The sky is the limit as to how contract salvage can be utilized by private/commercial entities, but underlying those activities classified as contract salvage is the question of the level of government supervision and regulation required. Surely, any space activities that involve contract salvage will implicate national security, which means Article VI of the Outer Space Treaty will be at the forefront. Hence, it is for the lawyers and political bodies to accept the realities of international legal obligations with regards to private/commercial space activities and focus on developing a regulatory and licensing regime in a manner that doesn’t discourage future activities, but instead addresses the realities those activities will entail.18
Like Harry Broderick, those of us in the space community have a dream, and that dream is to see private/commercial space open up outer space for development. Salvage 1 served to entertain and fill a gap for a generation that just witnessed humankind landing on the Moon and awaiting next phase of space activities. Yet, the premise of a television show holds seeds of reality within the fiction it espouses, and separating the chaff of fiction and applying the legal realities of international law to those seeds can mature them into the fruit of private/commercial space activities.
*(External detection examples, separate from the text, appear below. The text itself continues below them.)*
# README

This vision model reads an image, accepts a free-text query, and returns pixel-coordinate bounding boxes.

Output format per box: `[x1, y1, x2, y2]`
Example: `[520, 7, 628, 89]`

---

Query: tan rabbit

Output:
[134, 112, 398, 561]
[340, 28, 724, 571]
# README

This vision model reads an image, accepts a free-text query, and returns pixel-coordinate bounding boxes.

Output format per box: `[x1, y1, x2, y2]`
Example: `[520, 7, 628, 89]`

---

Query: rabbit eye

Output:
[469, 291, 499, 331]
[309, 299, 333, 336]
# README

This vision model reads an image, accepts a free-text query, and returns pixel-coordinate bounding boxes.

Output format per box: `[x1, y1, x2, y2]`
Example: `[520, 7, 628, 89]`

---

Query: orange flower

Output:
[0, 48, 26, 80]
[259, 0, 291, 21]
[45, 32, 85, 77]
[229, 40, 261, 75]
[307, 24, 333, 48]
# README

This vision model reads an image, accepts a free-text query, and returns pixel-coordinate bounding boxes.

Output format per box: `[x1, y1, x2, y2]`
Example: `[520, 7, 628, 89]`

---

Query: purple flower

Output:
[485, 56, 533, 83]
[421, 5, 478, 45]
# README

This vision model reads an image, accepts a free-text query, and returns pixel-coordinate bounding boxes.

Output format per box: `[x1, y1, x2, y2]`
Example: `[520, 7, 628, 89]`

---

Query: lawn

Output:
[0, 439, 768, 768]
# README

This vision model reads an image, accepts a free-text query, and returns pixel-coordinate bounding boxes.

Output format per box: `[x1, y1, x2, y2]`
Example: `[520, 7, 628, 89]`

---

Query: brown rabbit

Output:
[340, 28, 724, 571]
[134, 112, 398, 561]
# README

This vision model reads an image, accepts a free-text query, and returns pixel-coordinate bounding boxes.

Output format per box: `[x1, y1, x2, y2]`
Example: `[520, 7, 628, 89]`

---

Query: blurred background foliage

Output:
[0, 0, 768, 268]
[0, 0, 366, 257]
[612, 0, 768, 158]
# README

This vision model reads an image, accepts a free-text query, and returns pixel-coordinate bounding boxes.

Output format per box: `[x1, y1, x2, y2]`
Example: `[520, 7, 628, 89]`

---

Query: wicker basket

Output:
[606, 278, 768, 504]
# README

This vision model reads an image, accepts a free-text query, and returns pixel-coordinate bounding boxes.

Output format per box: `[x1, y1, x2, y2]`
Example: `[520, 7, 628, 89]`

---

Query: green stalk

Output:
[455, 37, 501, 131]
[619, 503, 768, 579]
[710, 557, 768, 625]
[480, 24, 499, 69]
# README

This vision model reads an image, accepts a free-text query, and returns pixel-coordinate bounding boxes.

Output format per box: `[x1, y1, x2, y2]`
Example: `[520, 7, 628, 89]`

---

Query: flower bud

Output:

However, the pull of fiction is strong in the sense that we willfully disregard actualities because the fiction is more appealing. This holds true for the concept of salvage in outer space and puts us at a juncture: do we hold onto the fiction espoused by entertainment, or do we face the realities and create a legal concept that harmonizes with international legal obligations? Therein lies the challenge, like most other aspects of private/commercial space, in that we must be willing to separate fiction and deal with the reality to reach the dream we have.